I guess the only real questions are (a) what's gonna get changed next, and (b) who's gonna "improve and update" George?

UPDATE: Oh well, AV Club schooled me once again. They heard, before I did, reports by /Film and Save Star Wars, of a speech George Lucas gave before Congress. What's special about his words is that George was arguing strongly against people being able to colorize and otherwise alter classic movies. It's worth noting that he meant "people changing other people's works," but the quotes are especially ripe in, retrospect.

Lucas' claims go beyond mere hypocrisy, they're shocking because of Lucas' vigorous statements (again, before Congress). He said it, much like every line of dialogue in the Star Wars prequels, with a blunt and "extreme" attempt at passion. It's absurdist and ironic, reading the words that George said probably 8 years before he began to work on the "Star Wars Special Editions." Read the quote below, please, and have a nice hard laugh. A nice, hard, snarky, ironic laugh:
“These current defacements are just the beginning. Today, engineers with their computers can add color to black-and-white movies, change the soundtrack, speed up the pace, and add or subtract material to the philosophical tastes of the copyright holder. Tomorrow, more advanced technology will be able to replace actors with ‘fresher faces,’ or alter dialogue and change the movement of the actor’s lips to match. It will soon be possible to create a new ‘original’ negative with whatever changes or alterations the copyright holder of the moment desires….
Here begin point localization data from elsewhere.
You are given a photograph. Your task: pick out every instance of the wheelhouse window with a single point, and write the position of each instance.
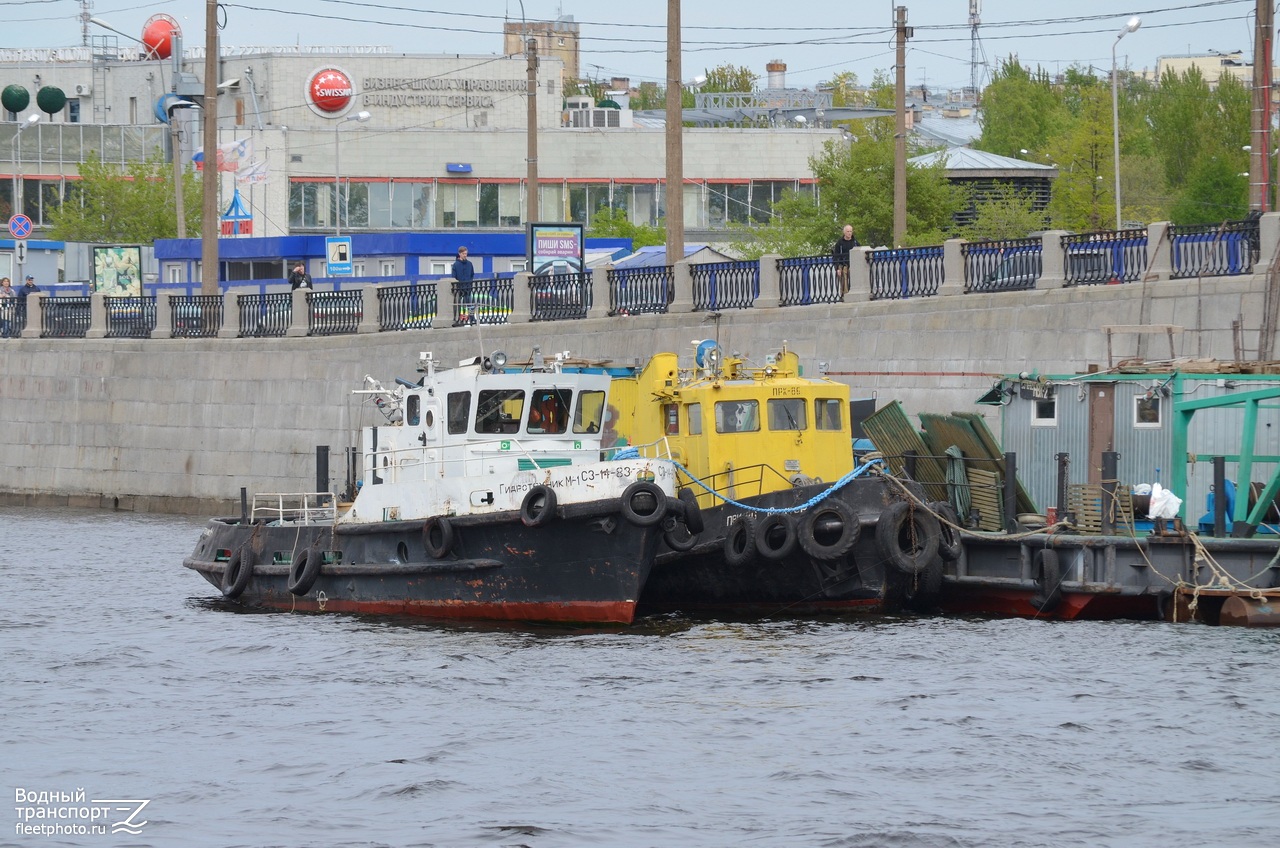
(786, 414)
(590, 411)
(1045, 411)
(827, 413)
(460, 405)
(1146, 411)
(498, 410)
(737, 416)
(548, 411)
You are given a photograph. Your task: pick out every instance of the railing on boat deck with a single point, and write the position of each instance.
(302, 507)
(396, 465)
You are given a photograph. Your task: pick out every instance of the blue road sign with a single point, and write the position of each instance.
(19, 226)
(338, 256)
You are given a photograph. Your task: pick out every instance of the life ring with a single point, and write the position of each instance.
(238, 573)
(693, 513)
(775, 536)
(644, 504)
(740, 541)
(906, 537)
(816, 525)
(950, 547)
(438, 537)
(1048, 580)
(305, 570)
(538, 507)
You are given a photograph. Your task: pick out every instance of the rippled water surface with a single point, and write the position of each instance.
(126, 676)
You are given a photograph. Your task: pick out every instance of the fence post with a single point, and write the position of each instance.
(599, 292)
(231, 315)
(952, 268)
(1052, 263)
(35, 308)
(521, 297)
(684, 283)
(370, 317)
(1269, 238)
(164, 315)
(771, 281)
(1160, 251)
(859, 276)
(298, 318)
(96, 315)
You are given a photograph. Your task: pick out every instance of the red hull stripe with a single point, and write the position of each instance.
(563, 612)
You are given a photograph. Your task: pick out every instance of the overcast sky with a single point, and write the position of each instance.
(816, 39)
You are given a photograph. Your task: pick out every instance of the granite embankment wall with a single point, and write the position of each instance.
(182, 424)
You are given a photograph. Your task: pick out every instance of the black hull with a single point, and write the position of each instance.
(583, 570)
(702, 580)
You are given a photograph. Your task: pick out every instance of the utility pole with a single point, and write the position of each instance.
(209, 181)
(1260, 121)
(904, 32)
(675, 140)
(531, 130)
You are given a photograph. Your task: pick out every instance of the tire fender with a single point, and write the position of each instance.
(238, 573)
(775, 536)
(643, 504)
(538, 507)
(438, 537)
(304, 570)
(906, 537)
(824, 511)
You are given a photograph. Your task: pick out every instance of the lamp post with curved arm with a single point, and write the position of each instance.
(17, 164)
(361, 117)
(1115, 106)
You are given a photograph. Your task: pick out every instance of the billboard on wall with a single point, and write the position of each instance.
(556, 249)
(118, 270)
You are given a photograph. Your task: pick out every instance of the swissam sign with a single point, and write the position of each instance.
(330, 92)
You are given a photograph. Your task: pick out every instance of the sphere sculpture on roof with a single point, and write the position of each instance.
(158, 35)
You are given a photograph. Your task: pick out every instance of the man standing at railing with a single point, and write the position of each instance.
(840, 254)
(464, 272)
(300, 278)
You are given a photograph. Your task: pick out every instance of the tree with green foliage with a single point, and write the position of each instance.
(613, 223)
(1020, 109)
(1005, 213)
(133, 204)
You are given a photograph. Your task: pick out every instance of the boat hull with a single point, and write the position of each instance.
(704, 580)
(574, 570)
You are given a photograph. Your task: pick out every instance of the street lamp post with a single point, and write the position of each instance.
(17, 164)
(337, 169)
(1115, 106)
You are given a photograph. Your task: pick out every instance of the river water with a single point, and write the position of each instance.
(124, 676)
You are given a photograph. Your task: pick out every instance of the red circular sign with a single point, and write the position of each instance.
(330, 90)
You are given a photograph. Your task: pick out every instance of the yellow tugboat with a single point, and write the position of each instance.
(784, 520)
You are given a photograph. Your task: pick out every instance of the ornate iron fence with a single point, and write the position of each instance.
(810, 279)
(725, 285)
(484, 301)
(905, 272)
(560, 296)
(196, 315)
(634, 291)
(411, 306)
(334, 313)
(1002, 265)
(64, 317)
(1111, 256)
(129, 317)
(1215, 250)
(265, 315)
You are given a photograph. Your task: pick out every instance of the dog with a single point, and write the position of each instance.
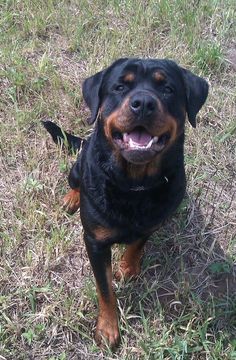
(129, 175)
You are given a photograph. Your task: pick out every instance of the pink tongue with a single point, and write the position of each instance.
(140, 137)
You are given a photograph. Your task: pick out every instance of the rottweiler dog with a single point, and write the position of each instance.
(129, 175)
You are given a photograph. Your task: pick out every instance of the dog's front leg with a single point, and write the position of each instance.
(107, 322)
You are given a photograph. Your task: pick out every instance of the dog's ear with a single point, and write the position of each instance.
(196, 91)
(91, 90)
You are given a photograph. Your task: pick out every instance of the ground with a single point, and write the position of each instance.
(182, 306)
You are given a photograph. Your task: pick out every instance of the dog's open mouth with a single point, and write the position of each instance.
(140, 139)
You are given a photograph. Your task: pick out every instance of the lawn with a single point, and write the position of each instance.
(183, 305)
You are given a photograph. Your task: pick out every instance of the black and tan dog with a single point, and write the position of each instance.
(129, 176)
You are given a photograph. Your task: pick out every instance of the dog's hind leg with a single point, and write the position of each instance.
(71, 200)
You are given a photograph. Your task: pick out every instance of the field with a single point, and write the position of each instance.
(183, 305)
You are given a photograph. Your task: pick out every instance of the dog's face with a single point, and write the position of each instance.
(143, 104)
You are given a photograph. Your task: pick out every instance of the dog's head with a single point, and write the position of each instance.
(143, 104)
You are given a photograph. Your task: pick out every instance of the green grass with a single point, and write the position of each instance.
(183, 304)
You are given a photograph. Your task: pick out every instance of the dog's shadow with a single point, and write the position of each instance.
(186, 269)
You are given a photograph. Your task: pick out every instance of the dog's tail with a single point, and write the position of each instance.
(70, 142)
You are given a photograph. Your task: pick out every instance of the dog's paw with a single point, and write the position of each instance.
(71, 201)
(127, 271)
(107, 332)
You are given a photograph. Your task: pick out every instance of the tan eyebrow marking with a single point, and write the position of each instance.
(159, 76)
(129, 77)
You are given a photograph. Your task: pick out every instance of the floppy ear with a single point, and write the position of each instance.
(91, 90)
(197, 91)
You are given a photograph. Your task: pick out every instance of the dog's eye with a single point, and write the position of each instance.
(119, 87)
(168, 90)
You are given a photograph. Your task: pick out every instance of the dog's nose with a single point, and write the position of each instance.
(143, 104)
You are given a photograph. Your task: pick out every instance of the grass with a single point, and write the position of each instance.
(183, 304)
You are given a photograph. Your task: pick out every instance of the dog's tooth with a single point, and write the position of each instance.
(125, 136)
(150, 143)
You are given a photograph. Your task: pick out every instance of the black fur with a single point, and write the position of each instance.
(119, 189)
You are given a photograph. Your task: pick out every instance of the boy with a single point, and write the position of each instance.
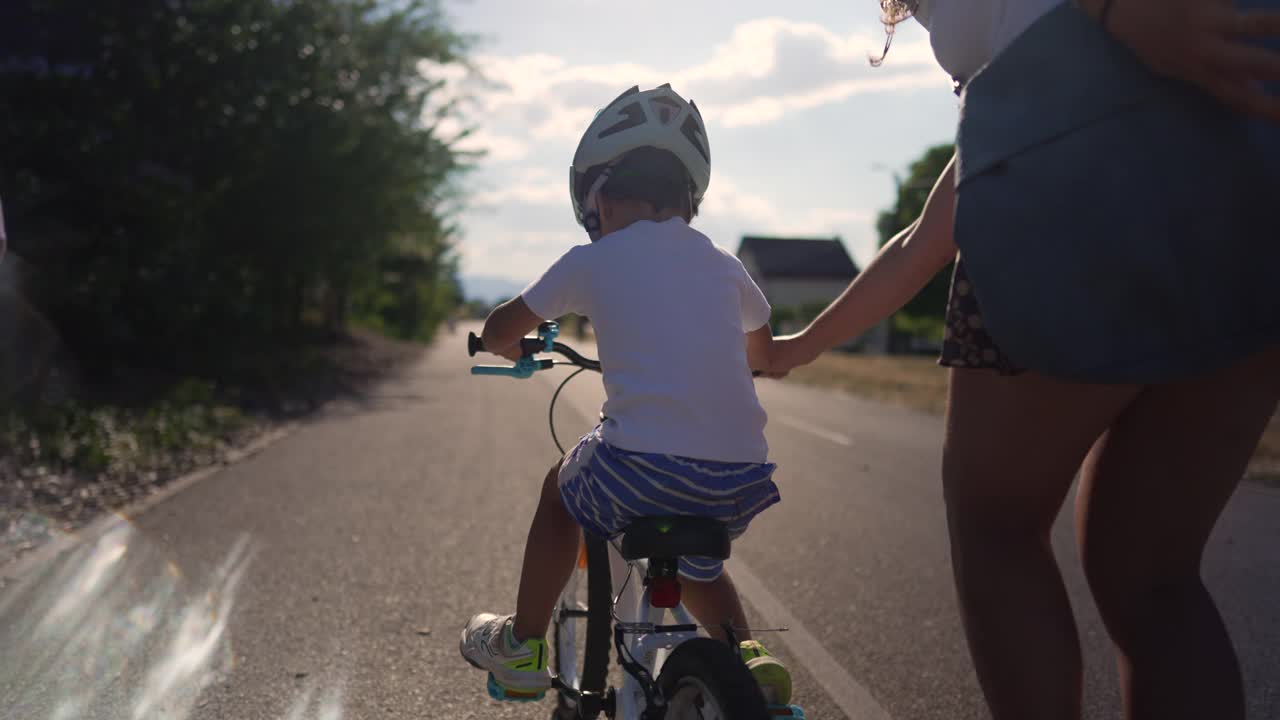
(679, 324)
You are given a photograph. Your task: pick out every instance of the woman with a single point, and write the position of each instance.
(1159, 458)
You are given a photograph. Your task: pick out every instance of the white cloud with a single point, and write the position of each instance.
(529, 186)
(778, 65)
(530, 109)
(769, 109)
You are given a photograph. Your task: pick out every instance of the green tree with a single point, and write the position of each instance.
(196, 180)
(923, 314)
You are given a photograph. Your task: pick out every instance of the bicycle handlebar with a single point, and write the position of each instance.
(529, 346)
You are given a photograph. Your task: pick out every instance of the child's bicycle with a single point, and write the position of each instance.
(668, 670)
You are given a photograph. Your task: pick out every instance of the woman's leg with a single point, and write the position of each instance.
(549, 555)
(1013, 449)
(1151, 492)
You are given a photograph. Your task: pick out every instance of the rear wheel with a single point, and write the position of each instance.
(704, 679)
(581, 628)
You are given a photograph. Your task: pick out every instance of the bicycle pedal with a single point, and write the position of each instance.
(503, 693)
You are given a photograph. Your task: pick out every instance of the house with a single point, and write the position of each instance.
(799, 276)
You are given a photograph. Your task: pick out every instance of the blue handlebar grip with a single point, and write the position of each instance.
(511, 372)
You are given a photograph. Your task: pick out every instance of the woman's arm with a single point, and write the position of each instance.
(901, 268)
(759, 350)
(1206, 42)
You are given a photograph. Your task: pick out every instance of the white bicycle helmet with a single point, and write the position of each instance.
(654, 118)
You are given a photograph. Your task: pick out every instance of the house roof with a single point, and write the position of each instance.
(799, 258)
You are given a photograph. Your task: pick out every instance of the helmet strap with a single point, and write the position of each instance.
(592, 217)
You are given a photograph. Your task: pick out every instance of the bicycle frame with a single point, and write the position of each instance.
(647, 639)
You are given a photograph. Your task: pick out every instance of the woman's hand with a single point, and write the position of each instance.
(791, 351)
(1206, 42)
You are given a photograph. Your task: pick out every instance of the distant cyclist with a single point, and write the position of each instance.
(679, 326)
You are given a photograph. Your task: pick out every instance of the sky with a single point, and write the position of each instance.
(805, 136)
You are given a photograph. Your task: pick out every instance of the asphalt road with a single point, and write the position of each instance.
(328, 575)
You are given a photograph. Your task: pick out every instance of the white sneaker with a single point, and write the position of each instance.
(516, 671)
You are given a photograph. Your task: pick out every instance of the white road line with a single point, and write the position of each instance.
(848, 693)
(814, 429)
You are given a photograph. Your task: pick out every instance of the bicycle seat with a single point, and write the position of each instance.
(673, 537)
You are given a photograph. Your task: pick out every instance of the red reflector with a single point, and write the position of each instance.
(664, 592)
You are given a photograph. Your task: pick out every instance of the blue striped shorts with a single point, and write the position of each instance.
(604, 488)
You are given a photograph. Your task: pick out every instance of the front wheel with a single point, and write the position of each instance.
(583, 627)
(704, 679)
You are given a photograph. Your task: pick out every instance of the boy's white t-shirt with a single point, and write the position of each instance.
(670, 311)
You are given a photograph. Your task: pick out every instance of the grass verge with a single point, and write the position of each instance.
(63, 465)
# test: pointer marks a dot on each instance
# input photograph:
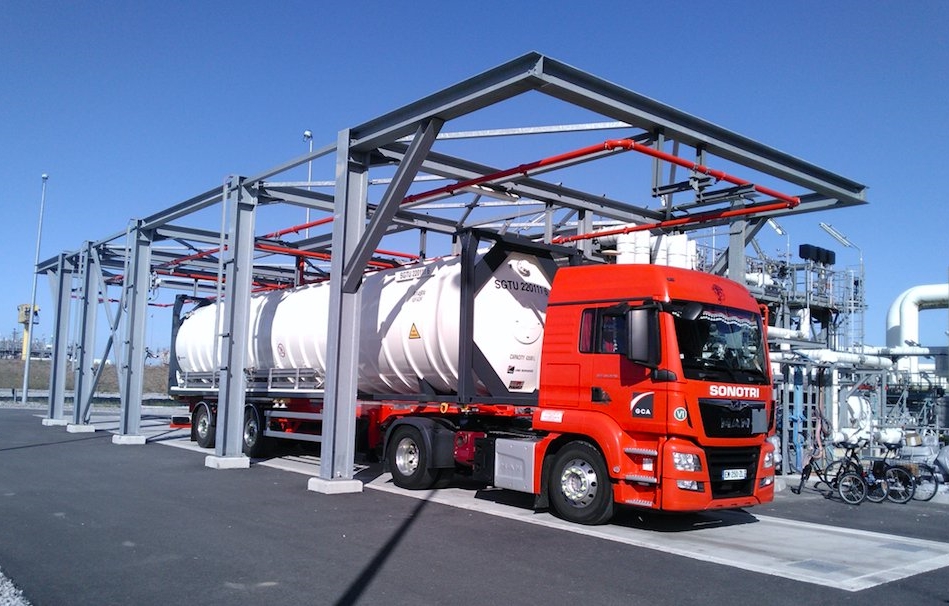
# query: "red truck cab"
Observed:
(655, 391)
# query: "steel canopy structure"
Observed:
(428, 194)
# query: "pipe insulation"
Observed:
(902, 319)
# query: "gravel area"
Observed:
(9, 594)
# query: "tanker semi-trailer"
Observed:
(587, 386)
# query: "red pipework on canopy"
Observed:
(708, 216)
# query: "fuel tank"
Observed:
(410, 327)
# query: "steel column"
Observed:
(85, 358)
(342, 342)
(61, 284)
(736, 250)
(238, 279)
(132, 354)
(382, 217)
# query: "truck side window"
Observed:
(587, 323)
(602, 332)
(612, 334)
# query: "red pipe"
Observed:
(695, 166)
(611, 145)
(521, 169)
(708, 216)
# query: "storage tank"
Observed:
(409, 327)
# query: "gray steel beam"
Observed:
(342, 342)
(503, 82)
(189, 234)
(88, 297)
(585, 90)
(61, 285)
(389, 205)
(239, 270)
(132, 357)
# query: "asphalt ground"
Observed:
(85, 521)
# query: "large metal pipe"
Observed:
(902, 319)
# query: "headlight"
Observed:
(685, 461)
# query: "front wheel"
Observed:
(900, 486)
(852, 488)
(254, 442)
(203, 423)
(927, 483)
(580, 487)
(409, 459)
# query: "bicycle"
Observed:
(900, 483)
(928, 476)
(835, 470)
(856, 483)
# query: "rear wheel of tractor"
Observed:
(409, 459)
(204, 426)
(852, 488)
(254, 441)
(579, 485)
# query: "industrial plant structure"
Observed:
(413, 184)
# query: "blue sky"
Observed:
(131, 107)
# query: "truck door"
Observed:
(617, 384)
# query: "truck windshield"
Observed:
(720, 344)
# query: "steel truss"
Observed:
(404, 146)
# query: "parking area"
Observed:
(85, 521)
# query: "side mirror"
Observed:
(642, 326)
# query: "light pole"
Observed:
(782, 232)
(308, 137)
(845, 241)
(32, 310)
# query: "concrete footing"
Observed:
(136, 440)
(334, 486)
(215, 462)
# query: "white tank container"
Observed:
(409, 328)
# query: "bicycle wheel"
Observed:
(851, 488)
(927, 483)
(877, 490)
(900, 485)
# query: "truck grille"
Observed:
(722, 459)
(732, 418)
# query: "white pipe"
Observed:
(902, 319)
(911, 302)
(830, 356)
(786, 333)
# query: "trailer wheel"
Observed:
(254, 441)
(203, 422)
(409, 459)
(580, 488)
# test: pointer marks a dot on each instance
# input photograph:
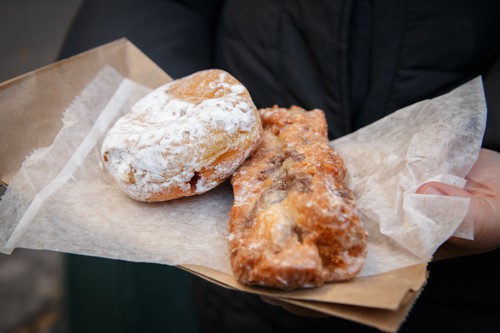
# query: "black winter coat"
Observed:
(356, 60)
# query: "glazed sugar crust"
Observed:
(294, 223)
(184, 138)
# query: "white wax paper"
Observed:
(63, 199)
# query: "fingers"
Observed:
(438, 188)
(485, 213)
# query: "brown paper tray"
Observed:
(30, 117)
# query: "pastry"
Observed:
(294, 223)
(184, 138)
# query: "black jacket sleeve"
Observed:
(176, 35)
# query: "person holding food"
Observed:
(358, 61)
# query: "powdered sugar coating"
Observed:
(183, 138)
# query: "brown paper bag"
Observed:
(30, 117)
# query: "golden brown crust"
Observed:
(293, 223)
(184, 138)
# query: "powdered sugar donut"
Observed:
(184, 138)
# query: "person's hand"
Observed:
(483, 187)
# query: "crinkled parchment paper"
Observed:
(62, 199)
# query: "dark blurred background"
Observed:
(31, 282)
(49, 292)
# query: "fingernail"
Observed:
(433, 191)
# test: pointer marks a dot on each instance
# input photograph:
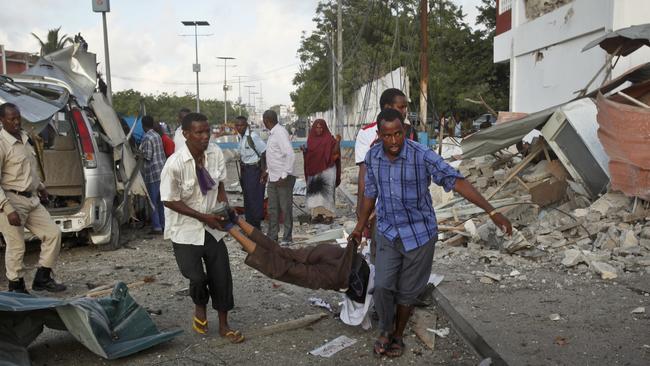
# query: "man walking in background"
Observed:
(252, 152)
(154, 160)
(279, 161)
(20, 207)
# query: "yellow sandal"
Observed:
(200, 326)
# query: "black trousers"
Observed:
(216, 281)
(253, 194)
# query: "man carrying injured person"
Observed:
(324, 266)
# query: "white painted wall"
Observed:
(541, 82)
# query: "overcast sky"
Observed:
(148, 52)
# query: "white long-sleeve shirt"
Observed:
(279, 154)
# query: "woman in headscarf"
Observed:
(322, 157)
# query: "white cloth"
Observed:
(279, 154)
(179, 139)
(366, 136)
(178, 182)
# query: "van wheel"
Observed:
(114, 243)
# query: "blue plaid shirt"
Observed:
(404, 208)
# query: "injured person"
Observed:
(324, 266)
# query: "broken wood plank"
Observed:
(276, 328)
(422, 320)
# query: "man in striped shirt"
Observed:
(398, 175)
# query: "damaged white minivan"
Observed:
(88, 167)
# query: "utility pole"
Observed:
(196, 67)
(99, 7)
(225, 86)
(333, 75)
(424, 63)
(239, 86)
(339, 67)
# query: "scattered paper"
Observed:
(442, 332)
(317, 301)
(332, 347)
(435, 279)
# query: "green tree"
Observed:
(165, 106)
(379, 37)
(53, 42)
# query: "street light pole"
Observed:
(225, 86)
(196, 67)
(102, 7)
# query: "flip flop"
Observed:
(396, 348)
(234, 336)
(379, 349)
(200, 326)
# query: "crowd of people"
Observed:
(185, 178)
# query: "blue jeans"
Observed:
(158, 212)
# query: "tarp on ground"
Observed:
(111, 327)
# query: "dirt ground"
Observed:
(259, 302)
(594, 326)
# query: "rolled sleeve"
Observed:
(147, 149)
(441, 173)
(260, 146)
(221, 165)
(170, 183)
(370, 189)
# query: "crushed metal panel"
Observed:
(503, 135)
(624, 131)
(628, 39)
(121, 149)
(35, 110)
(73, 65)
(572, 134)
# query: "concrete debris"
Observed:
(572, 257)
(442, 332)
(639, 310)
(606, 271)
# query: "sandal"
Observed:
(200, 326)
(380, 348)
(234, 336)
(396, 347)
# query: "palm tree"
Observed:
(53, 41)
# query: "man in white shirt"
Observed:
(279, 162)
(191, 187)
(253, 171)
(179, 139)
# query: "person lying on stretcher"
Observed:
(324, 266)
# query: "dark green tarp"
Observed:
(111, 327)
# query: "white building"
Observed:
(543, 40)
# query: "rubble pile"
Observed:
(554, 219)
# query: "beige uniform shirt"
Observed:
(18, 167)
(178, 182)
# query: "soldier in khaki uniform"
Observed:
(20, 192)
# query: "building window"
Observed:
(504, 5)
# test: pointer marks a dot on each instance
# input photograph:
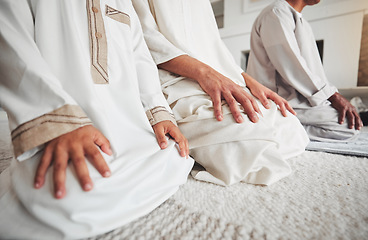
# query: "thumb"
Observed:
(161, 136)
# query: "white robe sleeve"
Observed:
(162, 50)
(281, 45)
(37, 106)
(153, 100)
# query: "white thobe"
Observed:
(284, 57)
(64, 65)
(228, 152)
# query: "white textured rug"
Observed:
(326, 197)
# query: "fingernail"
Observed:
(87, 186)
(107, 174)
(163, 145)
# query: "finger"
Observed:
(103, 143)
(60, 165)
(283, 109)
(97, 160)
(161, 137)
(181, 140)
(234, 108)
(255, 106)
(81, 169)
(249, 109)
(358, 121)
(342, 114)
(217, 106)
(42, 168)
(289, 108)
(264, 101)
(351, 119)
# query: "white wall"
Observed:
(337, 22)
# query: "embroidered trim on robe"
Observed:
(47, 127)
(98, 43)
(159, 114)
(117, 15)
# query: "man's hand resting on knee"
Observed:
(164, 128)
(345, 109)
(74, 146)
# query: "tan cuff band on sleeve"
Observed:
(159, 114)
(47, 127)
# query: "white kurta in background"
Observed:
(67, 64)
(284, 57)
(230, 152)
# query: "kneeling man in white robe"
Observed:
(231, 134)
(284, 57)
(78, 82)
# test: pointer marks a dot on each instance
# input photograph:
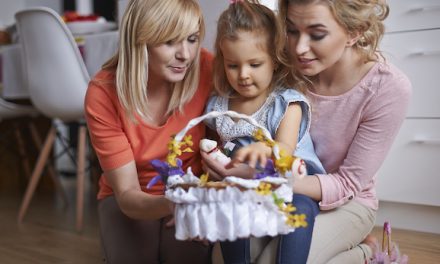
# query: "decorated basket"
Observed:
(235, 207)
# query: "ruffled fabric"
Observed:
(227, 214)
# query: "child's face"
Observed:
(248, 66)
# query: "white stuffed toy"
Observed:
(210, 147)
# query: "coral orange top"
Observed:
(117, 140)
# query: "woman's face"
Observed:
(315, 40)
(169, 62)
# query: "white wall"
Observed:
(212, 10)
(8, 8)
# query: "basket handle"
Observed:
(195, 121)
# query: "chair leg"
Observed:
(36, 174)
(81, 157)
(22, 152)
(50, 169)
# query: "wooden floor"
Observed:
(48, 234)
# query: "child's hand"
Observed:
(253, 154)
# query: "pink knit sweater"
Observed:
(353, 133)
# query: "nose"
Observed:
(302, 45)
(244, 73)
(182, 52)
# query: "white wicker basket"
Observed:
(238, 209)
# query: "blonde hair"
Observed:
(251, 16)
(363, 17)
(148, 23)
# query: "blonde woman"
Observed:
(359, 102)
(158, 80)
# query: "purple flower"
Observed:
(269, 170)
(165, 170)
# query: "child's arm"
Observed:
(286, 136)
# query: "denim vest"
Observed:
(269, 115)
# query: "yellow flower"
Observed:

In the future it will become even easier for old negatives to become lost and be ‘replaced’ by new altered negatives. This would be a great loss to our society. Our cultural history must not be allowed to be rewritten…. Attention should be paid to the interest of those who are yet unborn, who should be able to see this generation as it saw itself, and the past generation as it saw itself.”
As far as intellectual-yet-impassioned speeches go, it sounds effective. Rather silly, really, for describing "our cultural history" as a bunch of films and tv shows, but still effective. Even there, I have to give GL credit: I've often argued that American pop culture has pretty much become the entire country's culture, and that I think this fact is sad and lame.

It might be clear that Mr. Lucas has lost his perspective. Lots of people get older and don't realize they've become different than they were when they were younger. I'm sure lots of thieves don't think they're thieves, just like a jerk can think that they're actually quite nice. Regardless, reading that speech nearly blew out my sense of cynicism.